Die gute Ordnung besteht gerade darin, dass jeder an seinem Platz bleibt. Ich glaube, dass die durch die gesundheitliche Lage und Impfungen aufgeworfenen Probleme friedlicher gelöst werden könnten, wenn wir dieses Prinzip anwenden würden. Platon sagte, dass der Niedergang dort beginnt, wo der Schuster und der Bäcker die Arbeit des anderen ausführen. Es gibt nichts Neues unter der Sonne, auch in Zeiten von Corona!  

Im Grunde genommen sollten all diese verschiedenen Probleme von jemanden gelöst werden, der dazu befähigt ist, Ordnung in die Gesellschaft zu bringen – und das ist die Autorität! Die Autorität ist wie der Zement, auf dem sich eine solide Gesellschaft aufbauen lässt. Sie strebt nach dem Gemeinwohl und richtet alle ihre Aktivitäten auf diesen Zweck hin. Gewiss muss sie sich an die eigenen Grenzen halten; und man muss ihr den Gehorsam verweigern, wenn sie sich gegen das Gute wenden oder sich ausserhalb ihres Kompetenzbereiches aufhalten würde. Aber es gibt viele Vorgaben der Vorsicht, wo man ihr gehorchen und sie dementsprechend unterstützen muss. Im Gegenzug wird sie uns in der aktiven Suche nach dem Allgemeinwohl unterstützen.

Wenn wir gerade von der Autorität sprechen, so müssen wir oft feststellen, dass sie nicht immer auf der Höhe ihrer Aufgabe steht. Leicht lassen wir dann unsere Kritik über sie hergehen und stempeln sie als inkompetent ab. Vergessen wir nicht, dass der Träger einer Autorität nicht unbedingt die intelligenteste oder heiligste Person sein muss. Die Heilige Familie gibt uns hierin ein herrliches Beispiel, (auch wenn wir gerne die Heiligkeit und Intelligenz eines heiligen Josefs besässen …).

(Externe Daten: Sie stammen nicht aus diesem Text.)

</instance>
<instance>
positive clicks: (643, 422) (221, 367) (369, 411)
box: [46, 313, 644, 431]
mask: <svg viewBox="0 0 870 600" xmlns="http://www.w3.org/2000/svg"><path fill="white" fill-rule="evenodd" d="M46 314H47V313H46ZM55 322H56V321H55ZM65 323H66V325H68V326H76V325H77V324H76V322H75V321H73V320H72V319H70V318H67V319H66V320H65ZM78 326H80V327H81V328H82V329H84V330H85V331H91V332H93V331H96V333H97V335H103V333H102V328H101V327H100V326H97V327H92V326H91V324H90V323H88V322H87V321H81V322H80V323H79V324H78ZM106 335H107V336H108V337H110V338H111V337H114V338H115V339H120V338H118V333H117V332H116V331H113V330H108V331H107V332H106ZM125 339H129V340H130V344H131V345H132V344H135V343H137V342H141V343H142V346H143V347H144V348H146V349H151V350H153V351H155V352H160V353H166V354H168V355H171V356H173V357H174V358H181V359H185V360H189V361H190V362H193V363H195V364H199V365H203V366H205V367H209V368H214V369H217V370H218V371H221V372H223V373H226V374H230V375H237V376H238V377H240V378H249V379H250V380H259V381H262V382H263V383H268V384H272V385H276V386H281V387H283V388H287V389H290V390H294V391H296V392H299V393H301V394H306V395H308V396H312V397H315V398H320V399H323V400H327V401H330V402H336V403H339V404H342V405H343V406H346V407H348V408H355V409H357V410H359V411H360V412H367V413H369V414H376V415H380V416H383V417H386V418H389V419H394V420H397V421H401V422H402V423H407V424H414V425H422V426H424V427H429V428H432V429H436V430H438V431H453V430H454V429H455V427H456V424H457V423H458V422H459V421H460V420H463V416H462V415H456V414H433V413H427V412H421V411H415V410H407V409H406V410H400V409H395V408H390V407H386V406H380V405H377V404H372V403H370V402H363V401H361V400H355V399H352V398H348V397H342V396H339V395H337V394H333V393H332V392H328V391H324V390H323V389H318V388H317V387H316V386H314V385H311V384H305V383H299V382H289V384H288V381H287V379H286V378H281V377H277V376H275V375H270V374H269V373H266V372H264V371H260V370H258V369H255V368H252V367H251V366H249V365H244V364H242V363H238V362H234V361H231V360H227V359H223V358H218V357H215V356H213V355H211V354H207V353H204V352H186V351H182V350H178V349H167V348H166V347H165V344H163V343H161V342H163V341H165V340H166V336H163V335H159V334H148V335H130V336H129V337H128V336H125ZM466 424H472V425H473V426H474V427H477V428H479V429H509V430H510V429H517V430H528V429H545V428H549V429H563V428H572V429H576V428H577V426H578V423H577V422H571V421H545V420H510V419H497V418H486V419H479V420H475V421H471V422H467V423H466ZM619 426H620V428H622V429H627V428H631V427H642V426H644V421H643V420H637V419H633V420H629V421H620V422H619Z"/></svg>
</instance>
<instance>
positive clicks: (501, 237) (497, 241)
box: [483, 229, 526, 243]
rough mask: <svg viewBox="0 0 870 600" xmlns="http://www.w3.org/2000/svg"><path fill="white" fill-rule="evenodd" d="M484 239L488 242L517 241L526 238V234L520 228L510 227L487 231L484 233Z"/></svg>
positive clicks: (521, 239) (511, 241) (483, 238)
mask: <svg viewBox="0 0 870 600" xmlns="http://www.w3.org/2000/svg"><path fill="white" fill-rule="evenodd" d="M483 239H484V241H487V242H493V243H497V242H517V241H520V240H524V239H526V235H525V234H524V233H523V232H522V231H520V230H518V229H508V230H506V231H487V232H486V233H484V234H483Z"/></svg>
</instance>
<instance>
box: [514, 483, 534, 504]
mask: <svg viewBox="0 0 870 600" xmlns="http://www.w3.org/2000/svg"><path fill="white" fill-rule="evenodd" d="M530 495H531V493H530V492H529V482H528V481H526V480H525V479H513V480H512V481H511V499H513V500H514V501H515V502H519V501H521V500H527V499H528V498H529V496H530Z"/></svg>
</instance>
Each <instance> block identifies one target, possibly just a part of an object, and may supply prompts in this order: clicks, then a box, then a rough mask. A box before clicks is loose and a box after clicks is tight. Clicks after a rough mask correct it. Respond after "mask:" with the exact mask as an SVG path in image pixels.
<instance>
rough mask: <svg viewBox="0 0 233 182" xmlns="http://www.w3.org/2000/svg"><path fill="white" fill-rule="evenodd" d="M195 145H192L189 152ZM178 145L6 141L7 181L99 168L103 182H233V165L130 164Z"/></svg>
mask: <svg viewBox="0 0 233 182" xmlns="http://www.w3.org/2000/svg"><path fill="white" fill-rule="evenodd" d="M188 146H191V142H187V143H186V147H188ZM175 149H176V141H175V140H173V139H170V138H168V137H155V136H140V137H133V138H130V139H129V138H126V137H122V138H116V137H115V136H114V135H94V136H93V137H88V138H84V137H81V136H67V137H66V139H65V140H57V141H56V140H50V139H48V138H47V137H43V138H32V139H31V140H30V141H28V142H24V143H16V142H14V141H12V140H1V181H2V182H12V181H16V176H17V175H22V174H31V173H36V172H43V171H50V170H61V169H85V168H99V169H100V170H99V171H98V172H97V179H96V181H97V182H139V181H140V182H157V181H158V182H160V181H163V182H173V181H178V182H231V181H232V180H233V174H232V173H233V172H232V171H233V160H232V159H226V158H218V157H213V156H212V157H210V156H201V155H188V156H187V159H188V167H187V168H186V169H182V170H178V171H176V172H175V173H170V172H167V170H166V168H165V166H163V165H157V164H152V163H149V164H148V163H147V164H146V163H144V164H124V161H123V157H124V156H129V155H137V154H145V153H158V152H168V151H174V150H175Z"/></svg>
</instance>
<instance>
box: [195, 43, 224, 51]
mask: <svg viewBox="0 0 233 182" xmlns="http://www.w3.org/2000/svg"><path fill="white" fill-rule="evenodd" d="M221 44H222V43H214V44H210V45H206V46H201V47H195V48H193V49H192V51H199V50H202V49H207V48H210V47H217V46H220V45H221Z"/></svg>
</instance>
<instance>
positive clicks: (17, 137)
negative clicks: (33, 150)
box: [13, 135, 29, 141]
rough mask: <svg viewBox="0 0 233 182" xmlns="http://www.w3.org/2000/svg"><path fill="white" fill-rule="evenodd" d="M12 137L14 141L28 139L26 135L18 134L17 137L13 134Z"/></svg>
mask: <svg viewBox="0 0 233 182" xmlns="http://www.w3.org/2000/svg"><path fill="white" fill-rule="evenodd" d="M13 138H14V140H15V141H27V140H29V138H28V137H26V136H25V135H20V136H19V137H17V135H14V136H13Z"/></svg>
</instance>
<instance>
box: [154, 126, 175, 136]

Das Problem dieser Krisenzeiten steckt sicher auch darin, dass wir Mängel vonseiten der Autoritäten bemerken und uns schliesslich dazu verleiten lassen, jegliche Autorität über den Haufen zu werfen. Wir dürfen unsere eigenen Stützpfeiler nicht zerstören: die Familie, die kleine Welt der Tradition. Wir müssen das Vertrauen zu unseren Mitmenschen wieder zu Ehren kommen lassen. Es ist traurig – und ich muss es leider in aller Offenheit sagen: Welche Persönlichkeit, welcher Priester, welcher Lehrer, ja, sogar welche Eltern dürfen noch etwas sagen, ohne dass der Angesprochene als ersten Reflex zuerst alles einmal in Frage stellt? 

Liebe Gläubige der Schweiz, wir haben wirklich seit Jahren alles daran gesetzt, um unsere Arbeit gut zu verrichten und das Werk, das andere begonnen haben, fortzusetzen. Deshalb wollen wir trotz aller Prüfungen, die wir durchmachen – und vielleicht sogar dank ihrer – unsere Bereitschaft für das Interesse des Allgemeinwohls verstärken. Arbeiten wir daran, mit Klugheit unser Vertrauen den Mitmenschen zu schenken und die Autoritäten, welche sich bemühen, die Gesellschaft zu ihrem Ziel zu führen, zu unterstützen.